I am currently training to be a CNA, also known as “Certified Nursing Assistant”. The program I am involved with has me taking four classes at a local technical college, one of the classes is an evening class from 5–10 PM (17:00–22:00) twice a week. I have weekly online assignments due, normally 2–3 quizzes and/or tests a week, and a lot of textbook readings to do (on top of assignments from the textbook). All of this adds up to my 75 hours of mandated training (as designated by OSHA, a government organization that helps ensure worker safety).

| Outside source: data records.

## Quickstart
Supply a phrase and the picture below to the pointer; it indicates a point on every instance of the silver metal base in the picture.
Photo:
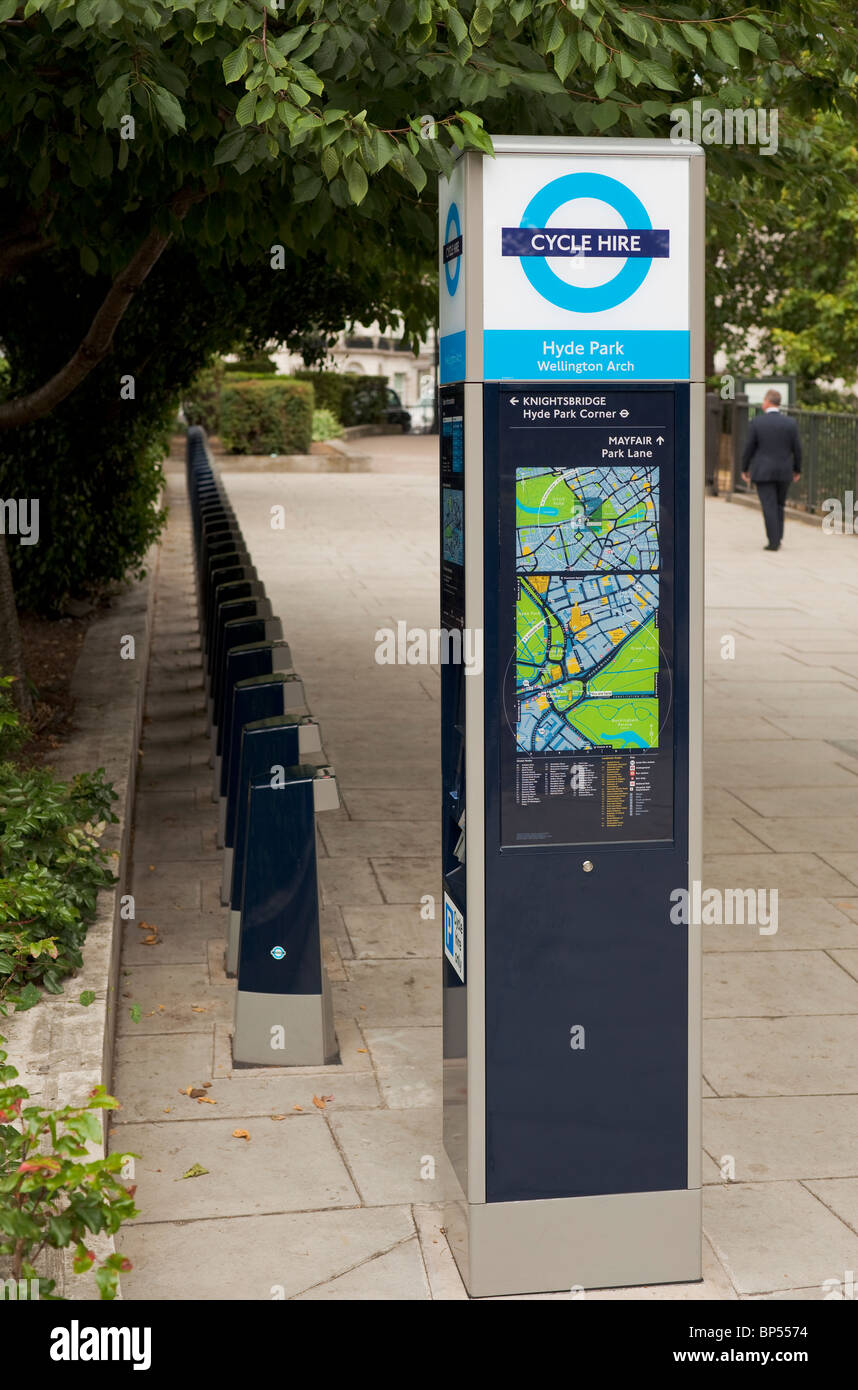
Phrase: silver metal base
(232, 941)
(306, 1022)
(227, 876)
(572, 1243)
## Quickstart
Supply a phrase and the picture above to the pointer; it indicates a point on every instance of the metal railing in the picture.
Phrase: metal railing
(829, 445)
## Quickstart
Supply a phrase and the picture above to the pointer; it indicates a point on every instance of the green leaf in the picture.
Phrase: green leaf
(245, 109)
(356, 181)
(308, 186)
(412, 168)
(168, 109)
(746, 35)
(330, 163)
(725, 45)
(556, 36)
(634, 27)
(235, 64)
(695, 36)
(605, 114)
(605, 82)
(41, 177)
(658, 74)
(565, 57)
(228, 148)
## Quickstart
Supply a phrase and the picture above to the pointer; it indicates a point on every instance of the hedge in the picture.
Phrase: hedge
(351, 398)
(266, 416)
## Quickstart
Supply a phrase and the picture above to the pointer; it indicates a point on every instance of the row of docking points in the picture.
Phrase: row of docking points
(267, 788)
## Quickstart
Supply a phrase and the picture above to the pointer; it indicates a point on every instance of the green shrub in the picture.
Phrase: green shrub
(52, 1191)
(326, 426)
(266, 416)
(252, 366)
(50, 873)
(351, 398)
(202, 399)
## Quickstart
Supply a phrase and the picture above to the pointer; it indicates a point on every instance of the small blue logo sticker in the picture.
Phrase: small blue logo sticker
(452, 249)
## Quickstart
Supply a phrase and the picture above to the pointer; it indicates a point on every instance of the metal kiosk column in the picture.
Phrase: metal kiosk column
(572, 498)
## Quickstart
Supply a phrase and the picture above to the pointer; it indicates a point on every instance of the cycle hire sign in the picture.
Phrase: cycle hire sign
(586, 268)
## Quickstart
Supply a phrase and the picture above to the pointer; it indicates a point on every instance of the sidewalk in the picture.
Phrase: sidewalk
(326, 1198)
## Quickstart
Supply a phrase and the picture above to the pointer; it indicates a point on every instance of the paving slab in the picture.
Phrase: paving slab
(776, 1236)
(392, 930)
(408, 1065)
(741, 983)
(397, 1276)
(782, 1055)
(397, 1155)
(783, 1137)
(285, 1165)
(390, 993)
(289, 1253)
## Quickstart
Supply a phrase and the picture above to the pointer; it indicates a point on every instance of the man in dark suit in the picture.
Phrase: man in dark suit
(772, 460)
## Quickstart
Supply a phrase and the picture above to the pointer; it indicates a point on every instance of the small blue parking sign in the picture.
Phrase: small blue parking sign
(454, 936)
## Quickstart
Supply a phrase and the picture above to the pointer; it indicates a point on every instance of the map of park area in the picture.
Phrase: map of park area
(586, 519)
(587, 651)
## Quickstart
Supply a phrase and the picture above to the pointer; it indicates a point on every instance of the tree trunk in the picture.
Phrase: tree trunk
(11, 649)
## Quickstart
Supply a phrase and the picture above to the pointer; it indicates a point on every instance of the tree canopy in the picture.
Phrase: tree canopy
(231, 127)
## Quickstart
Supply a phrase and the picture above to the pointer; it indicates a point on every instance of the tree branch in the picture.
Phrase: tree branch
(99, 338)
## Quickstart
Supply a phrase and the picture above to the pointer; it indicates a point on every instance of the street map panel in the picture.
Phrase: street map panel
(587, 651)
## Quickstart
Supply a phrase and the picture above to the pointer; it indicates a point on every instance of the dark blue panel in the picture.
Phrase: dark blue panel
(239, 665)
(280, 898)
(256, 698)
(568, 948)
(264, 744)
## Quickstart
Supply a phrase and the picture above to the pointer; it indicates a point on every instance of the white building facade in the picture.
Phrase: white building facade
(371, 353)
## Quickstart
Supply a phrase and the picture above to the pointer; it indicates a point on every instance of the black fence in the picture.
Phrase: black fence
(829, 442)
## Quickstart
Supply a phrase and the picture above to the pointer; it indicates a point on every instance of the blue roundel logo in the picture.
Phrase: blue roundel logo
(452, 268)
(586, 299)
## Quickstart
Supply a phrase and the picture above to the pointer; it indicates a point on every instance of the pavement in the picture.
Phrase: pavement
(326, 1183)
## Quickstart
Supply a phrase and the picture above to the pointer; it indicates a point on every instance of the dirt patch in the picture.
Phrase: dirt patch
(50, 649)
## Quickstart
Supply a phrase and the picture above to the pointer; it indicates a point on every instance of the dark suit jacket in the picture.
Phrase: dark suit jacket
(772, 448)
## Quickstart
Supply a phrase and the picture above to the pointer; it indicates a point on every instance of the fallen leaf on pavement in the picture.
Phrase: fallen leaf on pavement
(195, 1171)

My boyfriend watches me study and work on school assignments. He says it is amazing what I am doing and how well I am doing. I tell him that I am thankful I have had good life circumstances in regards to education up to this point (since I got my undergraduate minor in biology and my Master’s degree in public health), because I know for a fact that I would probably crash and burn, possibly flunk out of this program because I can not imagine learning this fresh. Thankfully with my educational background and clinical floor experience as a medical transcriptionist, I have already been exposed to a lot of what I am learning before.

CNAs, sadly, only get paid on average between $8–16 per hour, depending on the person’s experience and what exact medical setting they are working in (traveling nurse, home healthcare, hospitals, hospice, etc.), and their geographical location. There have been numerous CNAs I’ve spoken to that only get paid about $1–2 above minimum wage (so around $8–9 per hour). The reality is, it’s very difficult to unionize this kind of job as well as the fact, it’s difficult to strike.

If nurses strike, patient die. Patients conditions dramatically decrease.

If retail or fast food workers want to strike, they are really only hurting their company. For someone who works in healthcare, if they decide to strike, their decision can potentially kill or severely injure patients.

CNAs have to learn how to properly move patients, or risk severe injury (to themselves or their patients). CNAs provide psychological and social stimulation for their patients, espicially for those who work in long term care facilities where the average age of the patients is sixty-five or older. CNAs duties by no means are just “learning how to wipe Grandpa’s bum”.

CNAs deserve more pay, as do many of those who work in the healthcare industry below the doctor or hospitalist position (RNs, LPNs, EMTs, etc.). Politicians who have never worked a day of their life in a healthcare setting really do not have a clear idea of what it is actually like to work on the floor. They have never had to call a “Code blue” on someone (where someone stops breathing) and had to preform CPR until more help arrives on the scene. They have never had to make a judgement call on a patient that could either greatly help the patient, or kill the patient if their judgement call was wrong. They have not had to deal with the stress of both anxious patients and patients’ families.